Business Agility and how IT supports it

The “Agility” concept has been a buzzword in business management science (what you might call the MBA crowd) long before it reached IT and software development. It was based on the ideas of lean manufacturing, such as just-in-time, continuous improvement, quality circles, and so on.

In order to meet the challenges of the marketplace, companies need to change frequently to introduce new ways of working, new functions, and connect to new customers, partners and suppliers. Even a non-commercial organisation has to adapt to changing legal, political and social pressures, and try to improve cost-efficiency. Any organisation that has moved beyond paper-and-pencil will need its IT to adapt accordingly.

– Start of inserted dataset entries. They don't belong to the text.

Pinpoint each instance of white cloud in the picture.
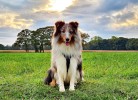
[0,13,33,29]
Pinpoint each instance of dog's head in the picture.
[54,21,79,46]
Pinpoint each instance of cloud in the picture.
[0,13,33,29]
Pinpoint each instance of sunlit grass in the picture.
[0,52,138,100]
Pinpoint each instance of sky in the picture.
[0,0,138,45]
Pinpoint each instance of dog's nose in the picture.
[66,38,69,42]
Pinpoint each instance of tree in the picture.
[36,26,54,52]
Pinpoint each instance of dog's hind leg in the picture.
[44,67,56,86]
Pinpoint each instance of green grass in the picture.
[0,52,138,100]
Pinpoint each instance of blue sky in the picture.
[0,0,138,45]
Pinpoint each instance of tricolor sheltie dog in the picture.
[45,21,83,92]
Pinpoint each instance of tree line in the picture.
[83,36,138,50]
[0,26,138,52]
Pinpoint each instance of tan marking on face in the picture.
[58,23,76,44]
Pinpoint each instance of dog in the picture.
[45,21,83,92]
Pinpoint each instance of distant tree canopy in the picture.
[85,36,138,50]
[0,26,138,52]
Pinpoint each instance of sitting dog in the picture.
[45,21,83,92]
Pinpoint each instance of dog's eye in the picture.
[61,30,65,33]
[69,30,73,34]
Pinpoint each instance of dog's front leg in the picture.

The direct responsibility for changes like these will in many cases lie with a development team. They will have to produce a new application, or a new version of an existing one. Alternatively a new app may be purchased, or an old one reconfigured to support new tasks.

But then the responsibility passes to SysAdmin - to integrate and deploy these new technologies with a minimum of business disruption. New servers may need to be installed; additional capacity provided; new permissions added; new firewall configurations set up.

So there’s a cascading set of pressures: a changing world means the business has to adapt, and developers and vendors all race to keep up. Underneath it all, the SysAdmin function has to integrate these changes while keeping everything running smoothly.

The main business pressures on SysAdmin are:

  • control costs
  • ensure performance & capacity
  • ensure stability (uptime)
  • enable functionality
  • introduce system changes quickly

This list is hardly a new concept, but that doesn’t make it any easier to satisfy. Clearly costs will increase as you enhance the other four elements, but the others can conflict too – multiple redundancy for stability can reduce performance; offering the richest platform functionally (e.g. multiple choices of OS or language) so you can accommodate any whims of your developers may lead to a complex environment that eventually stagnates.

In recent years, the emergence of Agile practices in development has been due to a recognition that a “grand strategy” for product development, planning years into the future, is doomed to failure. This is because neither the development process nor business requirements are predictable at a detailed level beyond the short term.

So in a world where business requirements will change, development output is unknown in the medium term, and new technologies are being continually introduced, the main challenge for SysAdmin is to provide a lean environment that can adapt to (nearly) anything.  There do need to be some constraints - your developers cannot expect to switch from Linux to Windows at no notice, and you will probably have some mandatory guidelines on architecture, etc.

But to be any use at all, Agile SysAdmin has to describe ways to meet these objectives faster and with fewer resources than ever before.